With attention and compassion, I believe art education can be all we, as good educators, can make it. Mandatory testing, Explicit Direct Instruction, and schools designated as failing- the labels and demands made by the state of education in the nation today- haven't quite wheedled their ways through the closed doors of art classrooms yet; the art room may be the last vestige of teaching thinking. Good art educators need to grasp the power they have, albeit with sly and sneak, with every last inkling of hope that the state of education will turn around soon.
I am so happy to have discovered your blog (and I've posted a link to it on mine.) I retired from 33 years in a California high school, returned to school for a masters in art education, and am still dabbling in improving the arts in our schools. Thanks for posting your thoughts and discoveries.
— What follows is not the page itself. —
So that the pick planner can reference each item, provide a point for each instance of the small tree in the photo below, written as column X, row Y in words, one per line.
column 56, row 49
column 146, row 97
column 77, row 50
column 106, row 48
I'll be back!

Jim Hamlyn said...

Hi Lori,

Thanks for your thoughtful comments.

I couldn’t agree more about foundational skills in art as opposed to hermeneutic skills but do you really think: “that value and texture are not important to students who are not to become artists”? One of the things which I think distinguishes the study of creative subjects is the extent to which they cultivate capacities and attitudes which inform and enrich individuals’ appreciation and understanding of human expression of all kinds. Otherwise I’m certainly in a losing battle since few of the students I teach ever become artists in the conventional sense.

Best

Jim

Lori Stevens said...

I had a feeling you'd "get me" in my blog post, and so you did.. in several areas, and I'm smiling so big!! I'm just so happy you responded!
Yeah, thick (and dense) in California probably DO mean as you suggested, depending upon context. MY students will understand MY context. Sorry the implications are so different in the UK! (haha!! and oops!)
And I really do think, as I'd posted, that the MASTERING of value, texture, and other elements and principles is not important. I do believe all students should be exposed and develop clarity about what those are, hence the lack of appreciation of the value of all arts.
My, and Brazen's conundrum Brazen who I read but do not know personally), is that most art teachers currently practicing at the public school level in the states still focus solely on the foundational skills, rarely venturing into interpretive skills beyond such as "Picasso's blue period was depressing." Bringing (Dewey's) experience to classroom interpretation is null.
So where is there room for all this, and what takes precedence?

Lori Stevens said...

I love the banter with you. I suggest you may hear more from me as I dabble through your entire blog and think about what you say. It's so nice to be challenged.
I retired after 33 years teaching high school, English and Art, and then (just) finished my masters in art education (postmodernism), during which I learned I was teaching on the right track but had so much more to do. Now I'm groping to be back, but perhaps not in the same classroom. Think I'll have to write, somewhere. And here. :o)

Jim Hamlyn said...

That conundrum of yours and Brazen's is exactly what I was thinking of too. It's always immensely encouraging to encounter teachers who see beyond the surface of art and have a passion for instilling this in others. Looking forward to the banter!